Generative Adversarial Network Training is a Continual Learning Problem
Kevin J Liang, Chunyuan Li, Guoyin Wang, Lawrence Carin
TL;DR
Generative Adversarial Networks (GANs) exhibit unstable training such as mode collapse and oscillations, in part due to catastrophic forgetting by the discriminator as the generator's distribution evolves. The authors frame GAN training as a continual learning problem and augment the discriminator with memory-based regularizers inspired by elastic weight consolidation and intelligent synapses, implemented in an online, resource-efficient manner to yield EWC-GAN and IS-GAN. Across toy and real datasets (eight Gaussians, CelebA, CIFAR-10, and COCO Captions), these methods improve generation quality (FID/ICP, BLEU) with minimal computational overhead and no need for additional networks. This work positions GANs as a realistic continual learning benchmark and demonstrates that memory-aware discrimination can stabilize training and enhance performance.
Abstract
Generative Adversarial Networks (GANs) have proven to be a powerful framework for learning to draw samples from complex distributions.
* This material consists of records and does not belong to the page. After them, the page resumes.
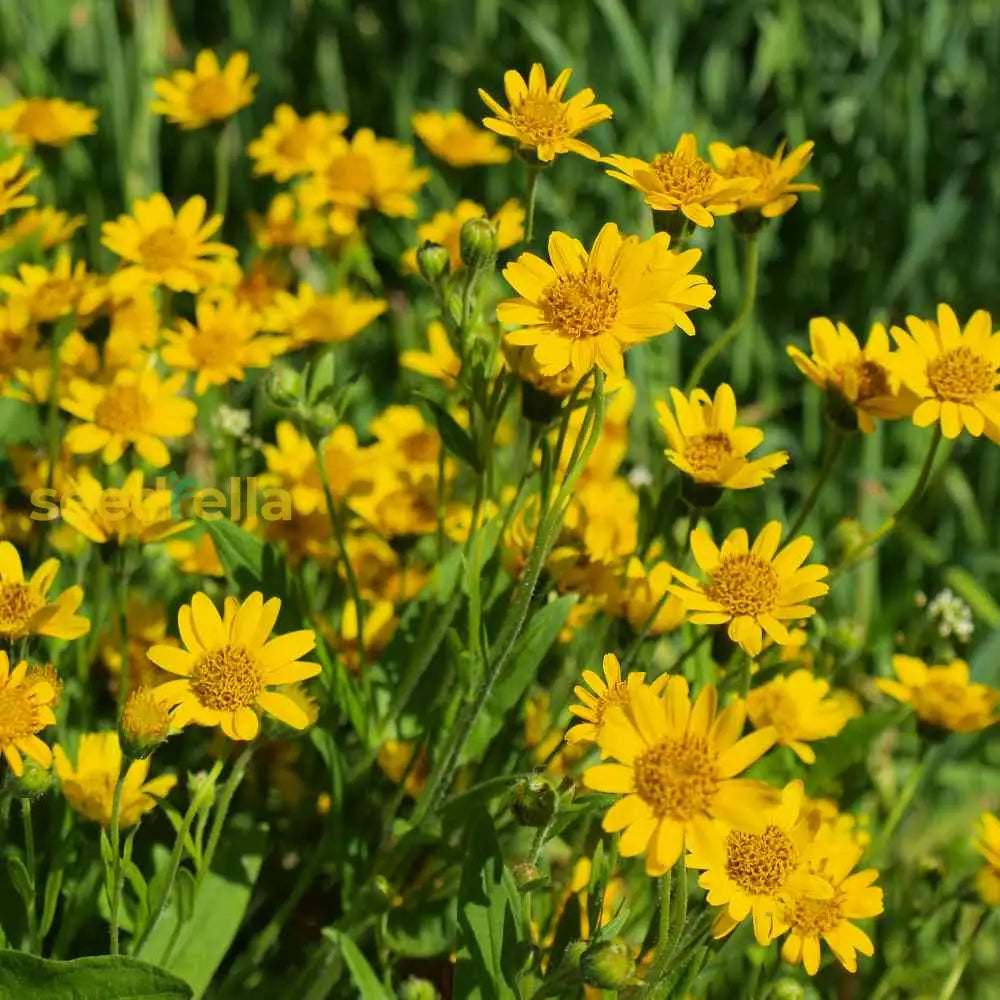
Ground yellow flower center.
[927,346,997,403]
[633,735,719,822]
[726,826,798,896]
[538,268,618,340]
[707,552,778,618]
[191,646,264,712]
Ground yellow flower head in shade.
[0,97,97,146]
[148,591,320,740]
[0,542,90,640]
[410,111,511,167]
[150,49,258,129]
[890,303,1000,444]
[875,656,1000,733]
[670,521,830,656]
[747,670,861,764]
[0,652,56,776]
[656,383,788,490]
[54,732,177,829]
[603,132,757,228]
[788,316,917,434]
[101,194,239,298]
[479,63,612,163]
[708,142,819,219]
[61,368,198,469]
[583,674,779,875]
[497,222,715,377]
[247,104,347,182]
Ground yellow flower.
[875,656,1000,733]
[747,670,861,764]
[603,132,757,228]
[497,222,715,377]
[410,111,511,167]
[54,732,177,829]
[0,97,98,147]
[150,49,258,129]
[889,303,1000,444]
[670,521,830,656]
[0,652,56,776]
[0,542,90,640]
[708,142,819,219]
[101,194,238,298]
[656,383,788,490]
[247,104,347,181]
[60,368,197,469]
[479,63,612,163]
[148,591,320,740]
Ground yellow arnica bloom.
[670,521,830,656]
[747,670,860,764]
[0,652,56,776]
[890,303,1000,444]
[0,97,97,146]
[54,732,177,829]
[410,111,511,167]
[60,368,198,469]
[148,591,319,740]
[497,222,715,376]
[583,675,778,875]
[0,542,90,640]
[603,132,757,229]
[479,63,612,163]
[875,656,1000,733]
[150,49,258,129]
[708,142,819,219]
[656,383,788,490]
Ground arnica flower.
[603,132,757,229]
[583,675,778,875]
[0,542,90,641]
[875,656,1000,733]
[410,111,511,167]
[497,222,715,377]
[148,591,320,740]
[150,49,258,129]
[708,142,819,219]
[890,303,1000,444]
[54,732,177,829]
[787,316,917,434]
[60,368,198,469]
[747,670,860,764]
[0,652,56,777]
[0,97,98,147]
[656,383,788,490]
[479,63,612,163]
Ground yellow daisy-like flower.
[149,49,258,129]
[148,591,320,740]
[410,111,512,167]
[54,732,177,829]
[60,368,198,469]
[670,521,830,656]
[0,542,90,641]
[656,383,788,490]
[583,675,778,875]
[0,652,56,776]
[603,132,757,228]
[497,222,715,376]
[708,142,819,219]
[875,656,1000,733]
[0,97,98,147]
[747,670,861,764]
[889,303,1000,444]
[479,63,612,163]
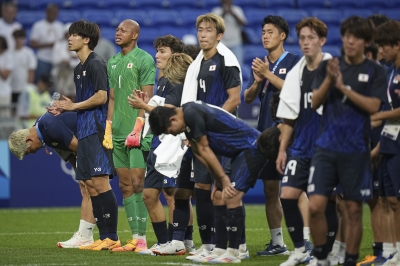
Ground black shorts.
[144,149,176,189]
[307,147,373,201]
[76,132,113,180]
[282,157,311,191]
[379,154,400,199]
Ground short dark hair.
[0,36,8,50]
[261,15,289,41]
[375,20,400,46]
[368,14,390,27]
[296,17,328,38]
[340,16,375,42]
[13,29,26,38]
[149,106,176,136]
[153,34,185,54]
[183,44,201,60]
[69,20,100,51]
[257,127,281,161]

However, GANs are also notoriously difficult to train, with mode collapse and oscillations a common problem. We hypothesize that this is at least in part due to the evolution of the generator distribution and the catastrophic forgetting tendency of neural networks, which leads to the discriminator losing the ability to remember synthesized samples from previous instantiations of the generator. Recognizing this, our contributions are twofold. First, we show that GAN training makes for a more interesting and realistic benchmark for continual learning methods evaluation than some of the more canonical datasets. Second, we propose leveraging continual learning techniques to augment the discriminator, preserving its ability to recognize previous generator samples. We show that the resulting methods add only a light amount of computation, involve minimal changes to the model, and result in better overall performance on the examined image and text generation tasks.